One example of our efforts to reduce the negative impacts of justice-system involvement is Project Reset.
The Center for Court Innovation is committed to reducing the negative impacts of justice-system involvement and creating alternatives to court that help repair the relationship between the community and law enforcement. One example of our efforts is Project Reset, which provides a new way to handle arrests for low-level crimes that holds participants accountable while avoiding the collateral consequences of a possible conviction.
We recently showcased the work of Project Reset at a forum that brought together a group of teenagers, community members, and Manhattan District Attorney Cyrus Vance Jr. The teens had completed Project Reset by participating in a workshop at Gavin Brown's Enterprise, an art gallery in Harlem.
"I learned that I need to really act my age and not fall into peer pressure,” said an 18-year-old from Queens. “I learned how to make smarter decisions. To think about the future and how things that you do now can affect you,” said a 17-year-old from the Bronx.
Begun as a pilot project for 16- and 17-year-olds arrested in a select number of precincts in Brooklyn and Manhattan, Project Reset is now expanding Manhattan-wide to cover all ages.

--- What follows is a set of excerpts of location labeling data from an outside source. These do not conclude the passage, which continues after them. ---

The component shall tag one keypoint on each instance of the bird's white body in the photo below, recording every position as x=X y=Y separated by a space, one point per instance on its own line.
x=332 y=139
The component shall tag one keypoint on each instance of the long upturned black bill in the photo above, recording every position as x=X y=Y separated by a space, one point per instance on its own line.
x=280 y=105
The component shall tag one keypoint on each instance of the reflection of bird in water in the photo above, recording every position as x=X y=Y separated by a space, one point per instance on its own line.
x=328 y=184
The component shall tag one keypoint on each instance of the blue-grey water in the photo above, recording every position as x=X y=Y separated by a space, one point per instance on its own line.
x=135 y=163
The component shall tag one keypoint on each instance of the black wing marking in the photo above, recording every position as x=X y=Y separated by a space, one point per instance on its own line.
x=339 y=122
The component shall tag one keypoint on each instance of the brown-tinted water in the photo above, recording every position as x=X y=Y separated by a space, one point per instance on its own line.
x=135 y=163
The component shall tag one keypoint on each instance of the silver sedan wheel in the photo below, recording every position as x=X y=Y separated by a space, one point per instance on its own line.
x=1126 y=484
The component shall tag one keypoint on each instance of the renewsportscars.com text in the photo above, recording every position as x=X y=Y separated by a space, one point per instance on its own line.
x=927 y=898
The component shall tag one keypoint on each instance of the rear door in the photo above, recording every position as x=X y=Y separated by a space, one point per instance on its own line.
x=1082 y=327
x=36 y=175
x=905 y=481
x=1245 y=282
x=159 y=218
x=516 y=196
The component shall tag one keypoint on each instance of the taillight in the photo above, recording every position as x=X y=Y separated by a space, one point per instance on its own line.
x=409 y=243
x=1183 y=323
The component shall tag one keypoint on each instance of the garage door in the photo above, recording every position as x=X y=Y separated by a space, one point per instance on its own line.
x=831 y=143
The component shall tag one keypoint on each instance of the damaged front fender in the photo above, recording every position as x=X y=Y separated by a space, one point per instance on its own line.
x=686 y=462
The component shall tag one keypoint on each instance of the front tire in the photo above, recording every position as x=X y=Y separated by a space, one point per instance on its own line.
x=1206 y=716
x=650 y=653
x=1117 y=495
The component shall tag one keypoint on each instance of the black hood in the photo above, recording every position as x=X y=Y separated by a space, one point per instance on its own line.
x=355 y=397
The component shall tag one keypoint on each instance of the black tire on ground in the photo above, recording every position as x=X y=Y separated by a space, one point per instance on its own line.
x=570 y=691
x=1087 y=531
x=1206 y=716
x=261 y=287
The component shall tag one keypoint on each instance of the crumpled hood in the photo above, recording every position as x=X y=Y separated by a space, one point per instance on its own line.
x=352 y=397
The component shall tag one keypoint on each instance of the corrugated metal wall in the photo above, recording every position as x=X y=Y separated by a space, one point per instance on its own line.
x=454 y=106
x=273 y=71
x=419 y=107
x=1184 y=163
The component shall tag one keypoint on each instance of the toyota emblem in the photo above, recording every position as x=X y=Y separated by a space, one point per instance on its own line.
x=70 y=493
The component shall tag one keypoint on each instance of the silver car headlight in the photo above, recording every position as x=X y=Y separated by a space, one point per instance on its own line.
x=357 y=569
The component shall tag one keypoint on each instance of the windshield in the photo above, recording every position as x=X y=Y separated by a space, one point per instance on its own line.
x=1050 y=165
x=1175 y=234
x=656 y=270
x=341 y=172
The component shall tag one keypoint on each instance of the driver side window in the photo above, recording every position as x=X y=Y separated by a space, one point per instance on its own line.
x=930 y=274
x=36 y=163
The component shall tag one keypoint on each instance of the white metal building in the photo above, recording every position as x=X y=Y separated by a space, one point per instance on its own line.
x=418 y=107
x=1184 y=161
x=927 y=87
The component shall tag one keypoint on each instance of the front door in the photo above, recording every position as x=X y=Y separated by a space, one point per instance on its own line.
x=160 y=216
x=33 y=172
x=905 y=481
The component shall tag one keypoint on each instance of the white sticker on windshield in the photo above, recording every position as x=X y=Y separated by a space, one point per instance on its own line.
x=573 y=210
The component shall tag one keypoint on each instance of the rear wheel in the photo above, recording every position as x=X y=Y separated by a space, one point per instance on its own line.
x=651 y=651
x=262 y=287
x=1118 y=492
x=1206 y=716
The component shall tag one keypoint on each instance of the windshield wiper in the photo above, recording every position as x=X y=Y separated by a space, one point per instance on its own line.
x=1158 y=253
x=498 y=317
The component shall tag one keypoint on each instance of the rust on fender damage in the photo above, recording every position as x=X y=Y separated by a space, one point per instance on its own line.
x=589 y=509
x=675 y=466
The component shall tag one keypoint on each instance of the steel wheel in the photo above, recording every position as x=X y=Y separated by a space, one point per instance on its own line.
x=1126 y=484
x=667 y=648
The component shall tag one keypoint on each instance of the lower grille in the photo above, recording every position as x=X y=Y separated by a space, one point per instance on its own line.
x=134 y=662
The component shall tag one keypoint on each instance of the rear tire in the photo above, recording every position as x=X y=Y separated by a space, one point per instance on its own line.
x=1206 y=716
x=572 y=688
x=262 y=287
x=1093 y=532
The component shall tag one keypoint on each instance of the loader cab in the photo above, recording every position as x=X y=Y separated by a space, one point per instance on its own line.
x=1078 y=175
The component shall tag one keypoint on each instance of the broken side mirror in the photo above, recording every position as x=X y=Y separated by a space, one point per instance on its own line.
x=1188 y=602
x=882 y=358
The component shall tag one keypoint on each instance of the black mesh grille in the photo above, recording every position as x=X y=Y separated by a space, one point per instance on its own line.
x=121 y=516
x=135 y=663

Another example of our efforts to support diversion is our recent study of prosecutor-led diversion programs across the country, which we conducted in collaboration with the Rand Corporation, the Police Foundation, and the Association of Prosecution Attorneys. The study found significant reductions in the probability of a conviction, jail sentence, and future re-arrest, along with sizable savings in costs and resources.